# Delete Thread?



## what_to_do_09

How can I delete a thread/forum posting that I posted? I clicked edit, but can't see anything offering the option to delete.


----------



## Chris H.

At the top right, there should be a link that says "Thread Tools," see if there is an option to "Delete Thread." If so, that should do it. 

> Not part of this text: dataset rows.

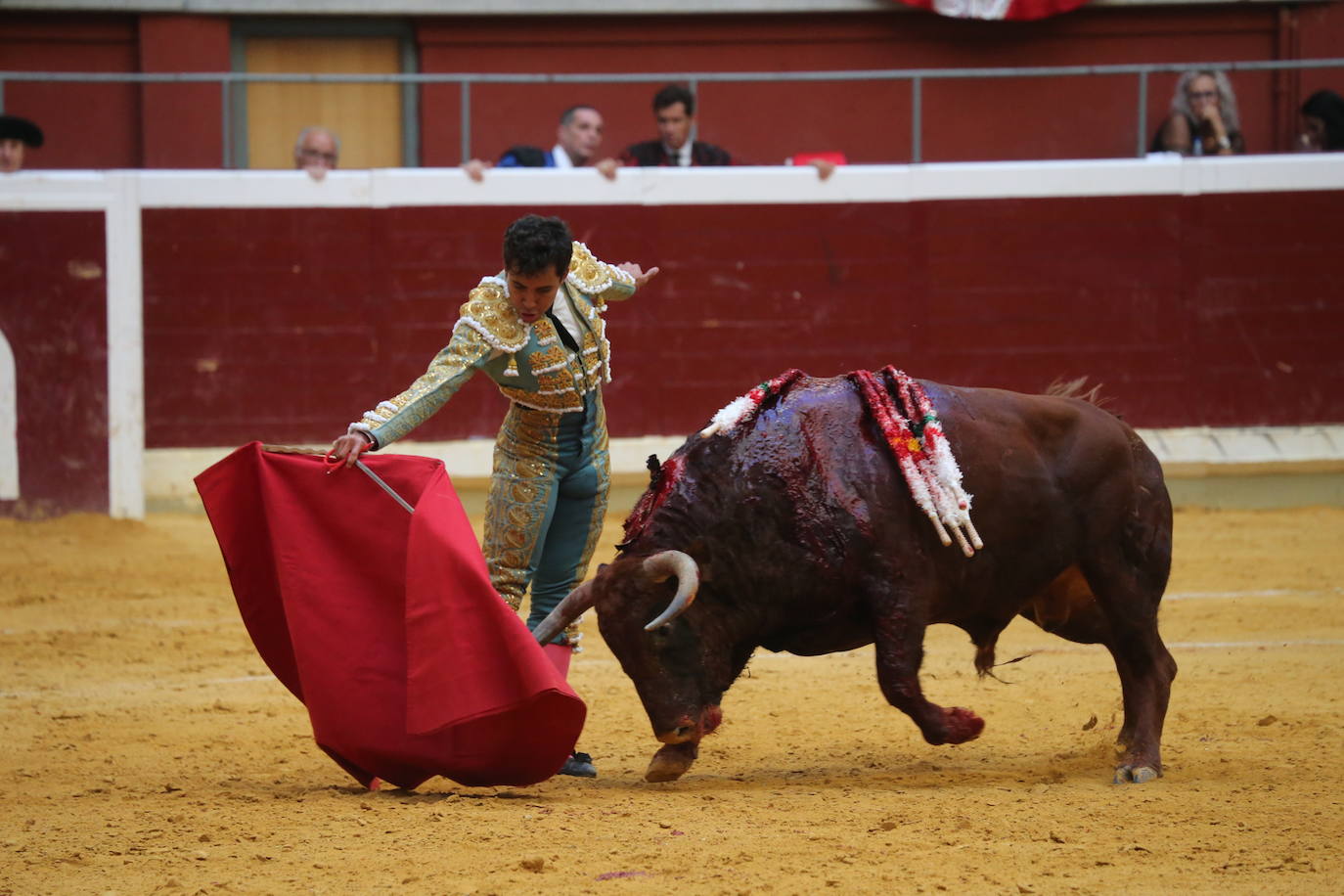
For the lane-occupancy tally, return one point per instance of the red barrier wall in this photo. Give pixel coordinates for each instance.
(179, 125)
(1221, 310)
(53, 312)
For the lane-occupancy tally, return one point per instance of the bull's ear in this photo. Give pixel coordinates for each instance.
(696, 550)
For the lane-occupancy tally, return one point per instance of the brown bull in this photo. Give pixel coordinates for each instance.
(794, 531)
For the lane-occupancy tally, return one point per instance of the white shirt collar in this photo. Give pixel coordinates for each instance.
(562, 158)
(683, 155)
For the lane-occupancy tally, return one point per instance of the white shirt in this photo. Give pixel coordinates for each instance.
(562, 158)
(683, 155)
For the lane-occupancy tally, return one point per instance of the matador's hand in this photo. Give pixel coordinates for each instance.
(348, 448)
(640, 276)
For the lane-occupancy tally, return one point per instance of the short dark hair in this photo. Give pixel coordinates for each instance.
(567, 115)
(674, 94)
(534, 244)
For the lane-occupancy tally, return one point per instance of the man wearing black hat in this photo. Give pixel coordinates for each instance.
(17, 133)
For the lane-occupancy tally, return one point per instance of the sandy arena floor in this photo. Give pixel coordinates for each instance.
(148, 749)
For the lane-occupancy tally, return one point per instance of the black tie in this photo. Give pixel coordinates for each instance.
(563, 334)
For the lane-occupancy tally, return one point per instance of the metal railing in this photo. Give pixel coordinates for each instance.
(917, 76)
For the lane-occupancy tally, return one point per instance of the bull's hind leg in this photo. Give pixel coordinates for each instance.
(899, 629)
(1128, 602)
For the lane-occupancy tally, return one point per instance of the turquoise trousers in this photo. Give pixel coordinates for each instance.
(547, 504)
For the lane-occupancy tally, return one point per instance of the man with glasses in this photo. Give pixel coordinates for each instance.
(1203, 118)
(316, 151)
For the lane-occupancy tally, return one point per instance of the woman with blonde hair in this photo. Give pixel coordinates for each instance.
(1203, 118)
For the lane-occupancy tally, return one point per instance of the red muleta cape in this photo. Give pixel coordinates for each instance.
(384, 623)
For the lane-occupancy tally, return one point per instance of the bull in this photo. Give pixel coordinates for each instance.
(793, 531)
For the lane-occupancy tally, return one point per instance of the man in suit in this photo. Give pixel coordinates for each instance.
(674, 111)
(577, 141)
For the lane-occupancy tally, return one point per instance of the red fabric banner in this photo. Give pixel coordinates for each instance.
(996, 8)
(384, 623)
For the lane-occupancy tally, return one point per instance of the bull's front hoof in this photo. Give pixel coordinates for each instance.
(1140, 776)
(671, 762)
(962, 726)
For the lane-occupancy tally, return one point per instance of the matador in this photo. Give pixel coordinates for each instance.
(536, 330)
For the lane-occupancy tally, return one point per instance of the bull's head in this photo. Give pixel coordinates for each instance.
(680, 664)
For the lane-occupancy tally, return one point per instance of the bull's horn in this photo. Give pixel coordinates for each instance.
(574, 604)
(683, 565)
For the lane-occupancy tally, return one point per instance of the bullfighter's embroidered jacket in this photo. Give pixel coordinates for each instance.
(527, 362)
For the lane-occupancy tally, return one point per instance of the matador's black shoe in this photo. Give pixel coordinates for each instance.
(578, 765)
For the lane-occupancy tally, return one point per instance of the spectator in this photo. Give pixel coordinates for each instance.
(15, 136)
(316, 151)
(577, 141)
(674, 111)
(1322, 122)
(1203, 118)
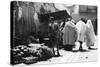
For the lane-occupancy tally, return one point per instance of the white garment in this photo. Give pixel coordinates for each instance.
(81, 27)
(91, 33)
(69, 33)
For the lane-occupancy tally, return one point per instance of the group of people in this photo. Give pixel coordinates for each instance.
(80, 34)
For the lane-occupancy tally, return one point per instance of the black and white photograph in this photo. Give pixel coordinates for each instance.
(52, 33)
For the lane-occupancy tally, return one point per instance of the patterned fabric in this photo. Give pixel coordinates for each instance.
(69, 33)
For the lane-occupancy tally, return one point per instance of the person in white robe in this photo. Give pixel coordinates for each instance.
(92, 37)
(69, 33)
(82, 34)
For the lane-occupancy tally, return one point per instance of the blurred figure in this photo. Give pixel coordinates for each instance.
(82, 34)
(91, 33)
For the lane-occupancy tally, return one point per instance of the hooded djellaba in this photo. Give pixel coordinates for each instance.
(69, 33)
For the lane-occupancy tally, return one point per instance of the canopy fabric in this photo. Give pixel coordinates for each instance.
(60, 15)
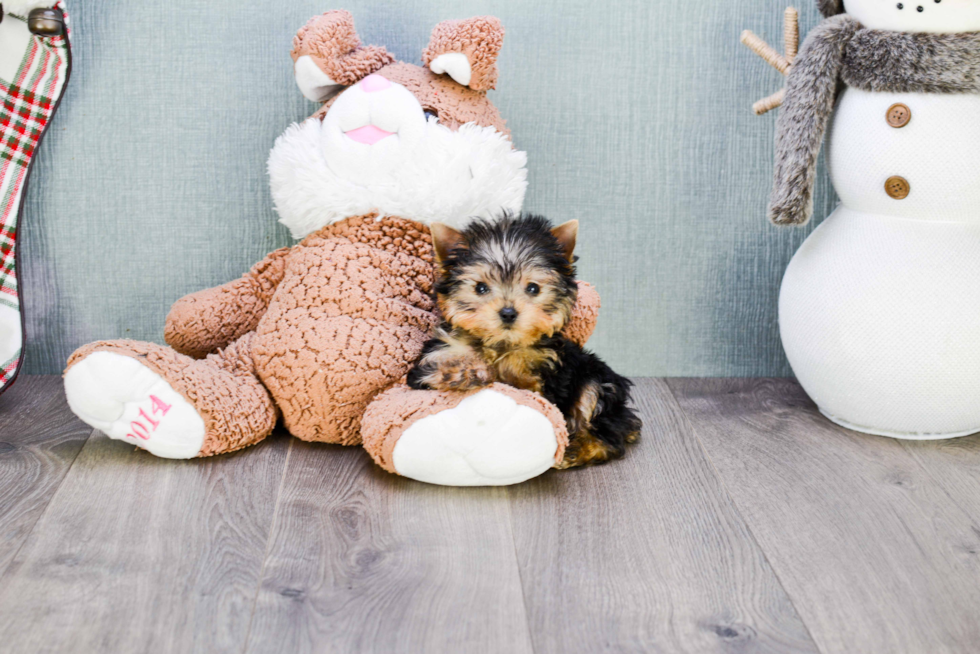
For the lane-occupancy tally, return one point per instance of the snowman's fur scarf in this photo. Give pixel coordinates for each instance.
(830, 7)
(840, 50)
(473, 172)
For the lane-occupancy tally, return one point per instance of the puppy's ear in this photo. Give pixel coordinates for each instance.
(466, 50)
(445, 239)
(567, 234)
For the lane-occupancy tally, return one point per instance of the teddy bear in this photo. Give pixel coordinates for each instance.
(878, 308)
(321, 335)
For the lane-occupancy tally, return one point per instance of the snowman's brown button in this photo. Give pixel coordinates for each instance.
(897, 188)
(898, 115)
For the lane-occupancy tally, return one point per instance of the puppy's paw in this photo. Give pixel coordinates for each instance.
(461, 374)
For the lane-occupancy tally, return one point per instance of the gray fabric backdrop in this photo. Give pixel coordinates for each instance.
(635, 115)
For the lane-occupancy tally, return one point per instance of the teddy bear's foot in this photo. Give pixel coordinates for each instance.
(491, 437)
(169, 404)
(129, 402)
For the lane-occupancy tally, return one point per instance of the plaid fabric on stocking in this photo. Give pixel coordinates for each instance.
(33, 74)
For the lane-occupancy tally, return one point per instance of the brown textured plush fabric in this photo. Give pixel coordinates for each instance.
(208, 320)
(236, 408)
(393, 412)
(347, 321)
(331, 41)
(585, 314)
(478, 38)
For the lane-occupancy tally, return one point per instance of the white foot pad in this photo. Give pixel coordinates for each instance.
(488, 439)
(129, 402)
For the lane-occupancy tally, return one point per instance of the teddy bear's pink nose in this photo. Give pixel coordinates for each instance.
(373, 83)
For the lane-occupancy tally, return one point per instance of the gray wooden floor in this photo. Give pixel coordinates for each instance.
(744, 521)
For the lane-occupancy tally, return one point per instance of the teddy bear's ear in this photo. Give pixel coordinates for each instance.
(445, 239)
(830, 7)
(327, 55)
(466, 50)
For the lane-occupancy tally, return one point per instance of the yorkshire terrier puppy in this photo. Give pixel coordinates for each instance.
(506, 290)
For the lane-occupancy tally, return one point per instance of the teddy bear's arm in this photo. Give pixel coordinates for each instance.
(585, 313)
(208, 320)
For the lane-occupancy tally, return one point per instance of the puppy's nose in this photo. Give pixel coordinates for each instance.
(508, 315)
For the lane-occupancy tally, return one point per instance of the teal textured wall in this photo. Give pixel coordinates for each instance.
(635, 115)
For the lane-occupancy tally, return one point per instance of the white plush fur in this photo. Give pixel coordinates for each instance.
(486, 440)
(108, 391)
(424, 171)
(24, 7)
(948, 16)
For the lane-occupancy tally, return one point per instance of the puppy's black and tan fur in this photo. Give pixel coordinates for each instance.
(506, 290)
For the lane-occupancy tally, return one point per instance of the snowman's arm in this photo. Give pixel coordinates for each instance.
(206, 321)
(811, 90)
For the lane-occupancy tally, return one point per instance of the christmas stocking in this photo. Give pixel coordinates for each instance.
(35, 61)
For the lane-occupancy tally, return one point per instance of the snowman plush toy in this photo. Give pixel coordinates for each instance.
(880, 308)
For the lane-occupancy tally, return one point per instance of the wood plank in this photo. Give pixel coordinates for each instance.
(954, 465)
(39, 440)
(364, 561)
(876, 556)
(140, 554)
(647, 553)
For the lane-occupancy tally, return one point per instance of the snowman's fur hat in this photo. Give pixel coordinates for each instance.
(830, 7)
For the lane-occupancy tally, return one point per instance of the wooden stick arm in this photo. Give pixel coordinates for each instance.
(781, 62)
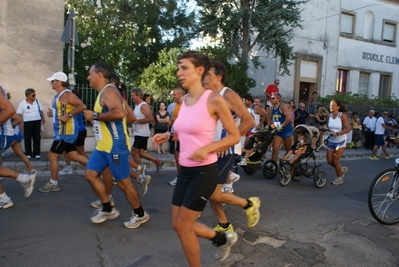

If it's not showing up I may need to adjust forum permissions.


----------



## Chris H.

I just checked, and reset the permissions so that registered users and members can delete their own threads now. Sorry it was not an option before.


----------



## calvin

I would also like to remove a thread but after clicking on thread tools I do not see the option to remove.Your help would appreciated.
thank you.
_Posted via Mobile Device_


----------



## Chris H.

If it's one you started, you should be able to delete it by deleting the first post, then the entire thread will be deleted:

http://talkaboutmarriage.com/technical-difficulties/30565-how-delete-posts.html


----------



## Almostrecovered

How can I delete other people's threads?
_Posted via Mobile Device_


----------



## 2nd_t!me iz_best

Almostrecovered said:


> How can I delete other people's threads?
> _Posted via Mobile Device_


or at least their posts i dont like or agree with.


----------



## pidge70

Almostrecovered said:


> How can I delete other people's threads?
> _Posted via Mobile Device_


:rofl:
_Posted via Mobile Device_


----------



## Homemaker_Numero_Uno

pidge70 said:


> :rofl:
> _Posted via Mobile Device_


Now you know why people use the quote button.


----------